A bad title would be something like 'Everything is broken!!!!!'. The only way to tell what that report is about is to read the whole issue. A good title will provide a useful summary of the heart of the issue, like 'Multiple value nodereference fields broken in some views'. A title like that makes it possible to tell at a glance if this issue might be related to your problem.

Don't Say Too Little, or Too Much

Well this sounds impossible, but bear with me. 'Too Little' means terse reports like 'Everything is broken' or just pasting in an error message with no context about where you were or what you were doing when you saw it.

Remember that there are hundreds, maybe thousands of possible combinations for the things that might go into a field or a view. Saying 'I created a view and added a field and it broke' is way too little information.

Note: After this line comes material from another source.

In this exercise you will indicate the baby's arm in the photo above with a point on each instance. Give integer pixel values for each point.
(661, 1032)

'Too Much' means providing a complete history of everything on the site and all you hope it will accomplish, where you have to wade through several paragraphs to get to the place where the problem is described.

The goal is to provide enough information that the maintainer could start with a blank slate (they don't have your site or your data, after all), and get to a place where they could see the problem you are seeing. A useful report would look something like:

  1. Create a new number field that uses a textfield widget. Set it up to be a single value field that is required.
  2. Create a new view. Make it an unformatted list of fields. Add this field to the view and set it up to use the default formatter.
  3. When you display the view you will see the error 'XXXX'.

Don't Switch Versions

Stick with issues that use the same major version you are using. If you are using the Drupal 7 version and you see an issue that looks similar for Drupal 6, don't just jump in and say 'Me too' and switch the version on the issue. It is highly unlikely that the problem is actually the same from one version to another, and changing the version pollutes the issue, making it much harder for the maintainer to do anything with it.

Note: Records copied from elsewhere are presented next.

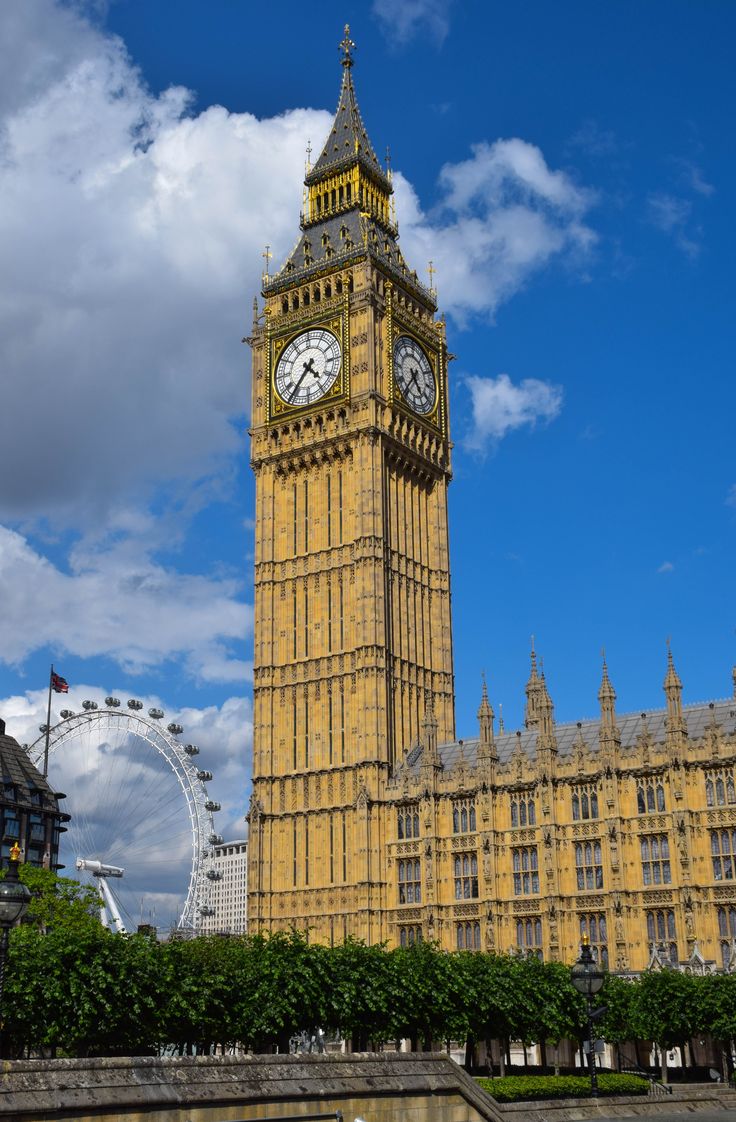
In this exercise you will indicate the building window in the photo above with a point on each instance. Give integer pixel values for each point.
(589, 865)
(523, 810)
(529, 936)
(650, 797)
(526, 876)
(661, 932)
(719, 789)
(723, 846)
(463, 818)
(466, 876)
(726, 932)
(408, 822)
(585, 802)
(468, 936)
(410, 882)
(655, 860)
(596, 929)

In the above case, if you see a similar issue in another version but nothing in your version, create a new issue, marked with the version you are actually using. In the issue you can make a link to the other version's issue. If they are actually the same, the maintainer can say so and mark one as a duplicate, otherwise they can stand as separate issues that may (and probably do) have different implications and fixes.

Don't Re-Open Closed Issues

If you find an old, closed issue that looks similar to your problem, generally you should not re-open it. Especially if it is very old and very long. The exception is if the issue was just closed recently and you have determined that something that was supposed to be fixed is actually still broken in the latest code. In that case you can re-open it with the explanation that you have tested it in the latest code and are still seeing the problem. Make sure you describe how you determined that it was still broken.

A corollary to this is not to post questions on closed issues. Issues that are marked 'fixed' or 'closed' or 'duplicate' all fall off the radar of the maintainers. They often don't even look at those issues any more. Post questions on new or open issues.


If you follow all the above steps, you will either:

  • Discover that your problem has already been solved,
  • Find an existing bug report you can follow to see when the problem is fixed -OR-
  • Create a new bug report designed to provide the right information to help the project maintainer get the problem solved.

Congratulations! You're ready to leverage the issue queues. Obviously, there's a lot more to troubleshooting and problem-solving than bug reports and patches. By using the tools available on, though, you'll be able to leverage the work of thousands of other developers and site builders -- and they'll benefit from your work, too.